Earlier this month she certified 71 women in Figuig, Morocco, in health education and teaching techniques that will help them convey what they learned to their community as part of a Peace Corps project focused on creating a peer educator network and decreasing dependence on local health services for survival.

“Medical resources include only two rotating doctors who are responsible for the care of the town’s 12,000 residents,” she said. “Preventable disease is rampant in Figuig. However, self-treatment is rarely successful as those who are ill do not know the proper means to care for themselves.”

Brecker, 26, who graduated from Hampton RoadsAcademy and lived in Williamsburg for several years, has been an advocate for healthcare and awareness since high school. She worked with nonprofit organizations while earning a degree in international affairs from James Madison University, but knew that to truly pursue her passions in international development she’d need to live abroad and experience what she was seeking to change.

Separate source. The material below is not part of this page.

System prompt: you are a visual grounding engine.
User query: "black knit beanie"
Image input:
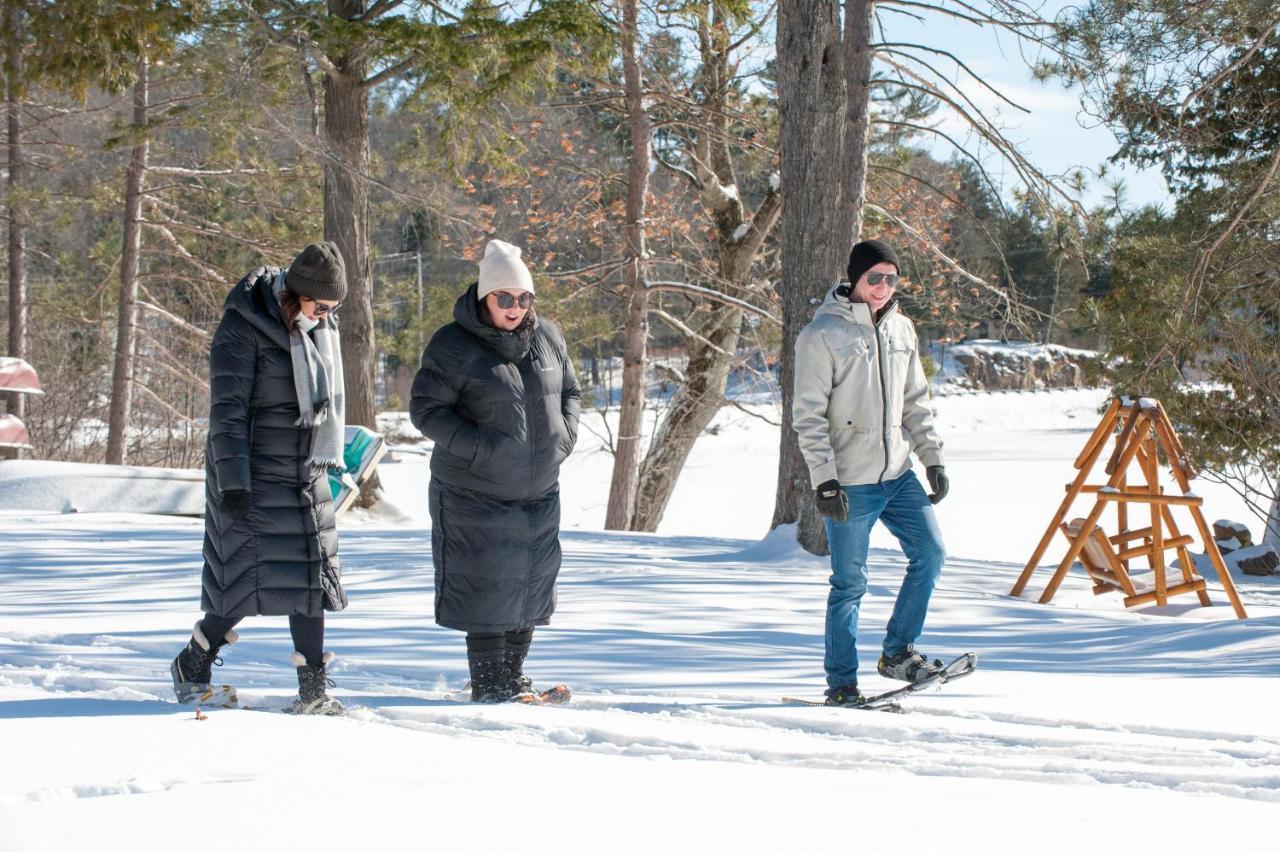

After working at the International Youth Foundation in Baltimore for three years she decided to apply to the Peace Corps and committed to 27 months abroad. She left for Morocco in March 2012 to work as a community development volunteer.

She learned the remote location of Figuig, the town she was sent to, meant delivery of products and services was very limited. She said no specialist for eye care, dental care, diabetes or extensive lab work is available in the town, which means those in need of care must travel six hours to the nearest city or hope the problem resolves itself. The limited scope and availability of care often causes trivial problems to evolve into larger health issues.

The scarcity of healthcare resources in the small town inspired Brecker to take action. She developed a two-day two weekend women’s health conference to educate women on the basics of hygiene, menstruation, diabetes, breast cancer, maternal care, diet and exercise, and more. In addition to teaching women to care for themselves, Brecker said the goal was to empower women to teach their peers to educate others.

“We hope this ‘peer health educator’ network will further expand the reach of our health lessons to the greater Figuig area and that, combined, these outcomes will result in a stronger, self-sustaining, and healthier Figuig.”

Establishing peer health educators networks in towns like Figuig is an essential part of building capacity to hold other health education events in the community, according to a press release on Brecker’s project. Currently, 236 volunteers in Morocco work in youth development, English education and health.

Brecker said she worked with three Moroccan colleagues on the conference. Participants were self- and peer-identified. A follow-up meeting will be conducted this fall to learn how the women applied what they learned.